次のような文章がある。 et, derrière les magistrates en robe rouge,(no.2924) 「赤い法衣を着た裁判官たちの後ろに」である。『異邦人』(no.1063)の裁判の場面では、裁判長だけが赤い法衣を着て、両脇の裁判官は黒い法衣を着ていた(そのことを自分は6月5日のブログに書き込んだ)。疑問としては、赤い法衣を着る人は裁判長だけか、それとも裁判官全員か、それは時代によって異なるのか、あるいは植民地と本国では異なるのか。などとかなり細かいことが気になる。いつか法衣の色について調べたい。

Président (no. 2962)「裁判長」という言葉が出てくる。英語の president には「裁判長」という意味があるか、と辞書を詳しく調べたが、どうもないようだ。やはり chief judge, the presiding judge しかない。ドイツ語では Gerichtspräsident で、フランス語と近い言い方をしている。裁判長への呼びかけに monsieur le president (no.2924) とか mon president (no. 2987)と言っている。
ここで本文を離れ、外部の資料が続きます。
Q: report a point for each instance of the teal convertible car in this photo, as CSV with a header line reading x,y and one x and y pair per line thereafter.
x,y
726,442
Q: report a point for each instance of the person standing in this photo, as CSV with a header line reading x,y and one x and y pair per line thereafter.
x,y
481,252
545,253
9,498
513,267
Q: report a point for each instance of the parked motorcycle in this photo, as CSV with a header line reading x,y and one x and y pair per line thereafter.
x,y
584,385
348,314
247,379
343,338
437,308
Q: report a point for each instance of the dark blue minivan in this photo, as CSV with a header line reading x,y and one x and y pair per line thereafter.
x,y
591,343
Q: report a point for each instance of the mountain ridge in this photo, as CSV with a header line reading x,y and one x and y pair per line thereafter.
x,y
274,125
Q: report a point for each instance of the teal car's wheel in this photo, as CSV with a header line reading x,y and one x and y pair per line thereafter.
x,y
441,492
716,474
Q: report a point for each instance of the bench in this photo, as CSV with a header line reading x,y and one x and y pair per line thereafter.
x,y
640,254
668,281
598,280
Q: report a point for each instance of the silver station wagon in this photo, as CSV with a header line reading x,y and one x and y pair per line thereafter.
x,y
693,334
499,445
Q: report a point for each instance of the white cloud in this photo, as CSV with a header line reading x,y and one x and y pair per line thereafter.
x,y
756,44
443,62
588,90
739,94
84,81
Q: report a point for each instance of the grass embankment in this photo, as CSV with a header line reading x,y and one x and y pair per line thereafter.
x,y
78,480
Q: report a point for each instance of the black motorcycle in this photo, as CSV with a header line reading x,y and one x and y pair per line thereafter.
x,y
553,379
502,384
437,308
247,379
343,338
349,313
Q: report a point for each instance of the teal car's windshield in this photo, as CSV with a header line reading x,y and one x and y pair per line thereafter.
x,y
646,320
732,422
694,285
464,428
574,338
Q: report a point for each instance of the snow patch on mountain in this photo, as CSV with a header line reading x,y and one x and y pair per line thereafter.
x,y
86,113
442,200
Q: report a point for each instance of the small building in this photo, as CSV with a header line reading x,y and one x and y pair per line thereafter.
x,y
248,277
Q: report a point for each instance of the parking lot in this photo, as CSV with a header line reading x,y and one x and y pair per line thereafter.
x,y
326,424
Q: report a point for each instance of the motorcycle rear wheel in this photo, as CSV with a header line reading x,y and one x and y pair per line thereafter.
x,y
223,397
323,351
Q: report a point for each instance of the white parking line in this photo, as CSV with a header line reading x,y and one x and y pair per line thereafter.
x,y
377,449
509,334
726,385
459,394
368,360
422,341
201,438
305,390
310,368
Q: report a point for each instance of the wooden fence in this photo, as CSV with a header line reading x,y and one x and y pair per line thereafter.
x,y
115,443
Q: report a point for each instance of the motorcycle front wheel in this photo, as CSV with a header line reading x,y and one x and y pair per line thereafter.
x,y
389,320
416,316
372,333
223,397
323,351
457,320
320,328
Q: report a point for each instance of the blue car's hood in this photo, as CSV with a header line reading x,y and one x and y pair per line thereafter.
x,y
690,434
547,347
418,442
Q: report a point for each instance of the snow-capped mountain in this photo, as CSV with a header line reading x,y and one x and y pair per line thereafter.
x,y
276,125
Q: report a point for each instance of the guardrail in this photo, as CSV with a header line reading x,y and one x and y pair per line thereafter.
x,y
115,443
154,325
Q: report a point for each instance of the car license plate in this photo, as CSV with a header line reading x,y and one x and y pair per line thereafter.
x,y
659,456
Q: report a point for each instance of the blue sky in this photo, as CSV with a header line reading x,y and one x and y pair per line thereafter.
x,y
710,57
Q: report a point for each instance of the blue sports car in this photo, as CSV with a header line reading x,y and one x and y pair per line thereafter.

英語ならば Your Honour が呼びかけの言葉だが。

なお、裁判官は仏英独語で、magistrate, judge, Richter という言い方であることを辞書で確認した。

この物語はいま佳境に入ってきている。犯人の名前を知っているが、まだ言えないと若き記者は述べている。読者を焦らしながら話を持ってきている 作者のGaston Leroux の巧みな語り口には敬意を表したい。Lenoux の特徴として、(1)謎めいた言葉を散りばめる、(2)読者の関心をそらすために副次的な話を入れて、全体のあらすじを分かりにくくしている、(3)登場人物の数を多くしないで各人の個性が出るようにしている、(4)判断材料はすべて隠さずに提供されているとして、読者にも犯人を推論させるようにしている。これが探偵小説の王道だ。